Naldemedine tosylate is an opioid antagonist indicated for the treatment of opioid-induced constipation (OIC) in adult patients with chronic non-cancer pain.1

General

Naldemedine tosylate is available in the following dosage form(s) and strength(s):

Tablets: 0.2 mg of naldemedine.1

Dosage

It is essential that the manufacturer's labeling be consulted for more detailed information on dosage and administration of this drug. Dosage summary:

Administration

• Alteration of analgesic dosing regimen prior to initiating naldemedine tosylate is not required.1

• Patients receiving opioids for less than 4 weeks may be less responsive to naldemedine tosylate.1

• Discontinue naldemedine tosylate if treatment with the opioid pain medication is also discontinued.1

Dosage

• In adults, the recommended dosage is 0.2 mg once daily with or without food.1

Symproic is indicated for the treatment of opioid-induced constipation (OIC) in adult patients with chronic non-cancer pain, including patients with chronic pain related to prior cancer or its treatment who do not require frequent (e.g., weekly) opioid dosage escalation.

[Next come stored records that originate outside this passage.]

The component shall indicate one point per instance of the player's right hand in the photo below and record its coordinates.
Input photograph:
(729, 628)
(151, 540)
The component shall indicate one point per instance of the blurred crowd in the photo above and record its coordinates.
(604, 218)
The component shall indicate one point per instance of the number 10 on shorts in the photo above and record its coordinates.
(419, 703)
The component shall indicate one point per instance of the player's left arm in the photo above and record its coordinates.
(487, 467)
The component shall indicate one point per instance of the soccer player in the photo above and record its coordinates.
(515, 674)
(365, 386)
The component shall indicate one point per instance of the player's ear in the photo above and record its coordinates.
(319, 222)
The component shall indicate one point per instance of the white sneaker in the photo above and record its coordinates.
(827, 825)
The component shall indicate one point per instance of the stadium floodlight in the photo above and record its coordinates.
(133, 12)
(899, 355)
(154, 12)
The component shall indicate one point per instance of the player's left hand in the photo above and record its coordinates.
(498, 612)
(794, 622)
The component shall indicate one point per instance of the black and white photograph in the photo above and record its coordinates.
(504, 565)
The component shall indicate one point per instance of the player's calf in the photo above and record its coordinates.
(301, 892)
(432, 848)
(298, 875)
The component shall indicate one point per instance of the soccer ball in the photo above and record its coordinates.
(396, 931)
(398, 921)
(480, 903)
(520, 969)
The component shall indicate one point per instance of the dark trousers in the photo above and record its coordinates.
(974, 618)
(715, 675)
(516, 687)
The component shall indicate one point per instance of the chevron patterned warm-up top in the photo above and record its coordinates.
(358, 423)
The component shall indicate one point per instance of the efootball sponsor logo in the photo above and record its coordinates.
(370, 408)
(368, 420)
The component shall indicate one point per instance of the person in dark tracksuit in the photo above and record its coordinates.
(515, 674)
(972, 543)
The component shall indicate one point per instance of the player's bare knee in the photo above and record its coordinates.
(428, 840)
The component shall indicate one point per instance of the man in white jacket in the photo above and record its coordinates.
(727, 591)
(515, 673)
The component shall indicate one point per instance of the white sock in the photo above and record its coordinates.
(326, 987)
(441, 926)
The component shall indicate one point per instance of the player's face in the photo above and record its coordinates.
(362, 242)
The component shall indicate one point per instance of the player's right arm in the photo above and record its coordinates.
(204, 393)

Gastrointestinal Perforation

Cases of gastrointestinal perforation have been reported with use of another peripherally acting opioid antagonist in patients with conditions that may be associated with localized or diffuse reduction of structural integrity in the wall of the gastrointestinal tract (e.g., peptic ulcer disease, Ogilvie’s syndrome, diverticular disease, infiltrative gastrointestinal tract malignancies, or peritoneal metastases). Take into account the overall risk-benefit profile when using Symproic in patients with these conditions or other conditions which might result in impaired integrity of the gastrointestinal tract wall (e.g., Crohn’s disease). Monitor for the development of severe, persistent, or worsening abdominal pain; discontinue Symproic in patients who develop this symptom [see Contraindications (4)].

Opioid Withdrawal

Clusters of symptoms consistent with opioid withdrawal, including hyperhidrosis, chills, increased lacrimation, hot flush/flushing, pyrexia, sneezing, feeling cold, abdominal pain, diarrhea, nausea, and vomiting have occurred in patients treated with Symproic [see Adverse Reactions (6.1)].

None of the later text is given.